Here is the bottom of a stack trace. It looks like cudaMemcpy is waiting for something (perhaps using gettimeofday for some kind of polling).
#0 0xffffffffff600064 in ?? ()
#1 0x0000000040a14580 in ?? ()
#2 0x000000325648bf9d in gettimeofday () from /lib64/libc.so.6
#3 0x00002aaaab4c1be2 in ?? () from /usr/lib64/libcuda.so
#4 0x00002aaaaaf1a9a2 in ?? () from /usr/lib64/libcuda.so
#5 0x00002aaaaaf1cd77 in ?? () from /usr/lib64/libcuda.so
#6 0x00002aaaaaf108a9 in ?? () from /usr/lib64/libcuda.so
#7 0x00002aaaaaf0747c in ?? () from /usr/lib64/libcuda.so
#8 0x00002aaaaaef211b in ?? () from /usr/lib64/libcuda.so
#9 0x00002aaaaaf99d14 in ?? () from /usr/lib64/libcuda.so
#10 0x00002b0a3069838e in ?? () from /usr/local/cuda/lib64/libcudart.so.3
#11 0x00002b0a30689fcf in cudaMemcpy ()
#12 0x000000000046a990 in _warppyramidCUDA_updateThresholds (
warppCUDA=0x5558740, l=2) at warpCUDA.cu:4379[/codebox]
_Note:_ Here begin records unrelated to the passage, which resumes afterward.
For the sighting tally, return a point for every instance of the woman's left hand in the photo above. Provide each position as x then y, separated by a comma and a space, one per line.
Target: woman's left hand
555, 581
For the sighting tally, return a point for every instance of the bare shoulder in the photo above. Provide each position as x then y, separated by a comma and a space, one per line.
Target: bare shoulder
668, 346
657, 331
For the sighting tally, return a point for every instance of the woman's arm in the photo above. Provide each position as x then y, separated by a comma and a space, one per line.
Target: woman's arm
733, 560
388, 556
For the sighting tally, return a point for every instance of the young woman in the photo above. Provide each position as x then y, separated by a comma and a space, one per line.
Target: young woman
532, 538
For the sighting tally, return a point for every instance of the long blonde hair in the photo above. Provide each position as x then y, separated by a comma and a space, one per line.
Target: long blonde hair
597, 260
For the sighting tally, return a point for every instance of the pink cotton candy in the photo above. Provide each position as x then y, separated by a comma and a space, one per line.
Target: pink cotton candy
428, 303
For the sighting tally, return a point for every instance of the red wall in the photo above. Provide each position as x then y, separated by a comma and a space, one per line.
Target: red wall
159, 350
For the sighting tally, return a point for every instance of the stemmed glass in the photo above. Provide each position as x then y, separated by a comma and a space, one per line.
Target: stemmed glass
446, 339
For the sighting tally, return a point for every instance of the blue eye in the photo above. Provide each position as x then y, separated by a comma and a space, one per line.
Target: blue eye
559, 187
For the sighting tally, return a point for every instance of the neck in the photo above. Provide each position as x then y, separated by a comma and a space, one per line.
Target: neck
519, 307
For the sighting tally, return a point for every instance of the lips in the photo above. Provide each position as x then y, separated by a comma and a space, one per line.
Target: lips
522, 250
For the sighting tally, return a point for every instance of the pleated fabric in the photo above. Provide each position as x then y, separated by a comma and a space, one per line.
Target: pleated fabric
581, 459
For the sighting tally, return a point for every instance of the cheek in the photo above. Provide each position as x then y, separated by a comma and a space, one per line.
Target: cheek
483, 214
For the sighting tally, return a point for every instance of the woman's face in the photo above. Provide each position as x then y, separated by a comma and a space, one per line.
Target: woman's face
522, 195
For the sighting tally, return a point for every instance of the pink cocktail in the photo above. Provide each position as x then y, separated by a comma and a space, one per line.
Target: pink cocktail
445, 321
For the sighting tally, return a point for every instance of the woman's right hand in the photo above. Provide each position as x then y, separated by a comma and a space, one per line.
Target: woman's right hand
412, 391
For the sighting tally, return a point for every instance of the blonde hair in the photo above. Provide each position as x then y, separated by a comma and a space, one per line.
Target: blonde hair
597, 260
I don’t have a small reproducer. This code is called many thousands of times as part of a large system, and does not typically fail until running for many minutes.
So, any ideas? Can a GPU memory overwrite possibly cause this, or is it not possible because of where I am hanging?
A few more details that could either confuse or enlighten things further. I am running on a GPU cluster with 7 GPUs per node and multiple nodes communicating via openmpi, running CentOS. The GPUs are C1060. The cuda driver and runtime are version 3.1. There is some multithreading, but each GPU actually has its own process, and only one thread in each process is talking to a GPU. We have investigated lots of possible problem sources, such as Infiniband pinned memory, but the problem occurs even when we totally disable infiniband.
While investigating this problem, I did find a couple of kernels (not this one) that had out-of-bounds read access (which I have already fixed). Just out of curiosity, can this cause kernels to hang if there are no associated out-of-bounds writes or infinite loops (i.e. is just the OOB read itself dangerous)? I have tried cuda-memcheck on most of my kernels in stand-alone versions, but not directly within the big system.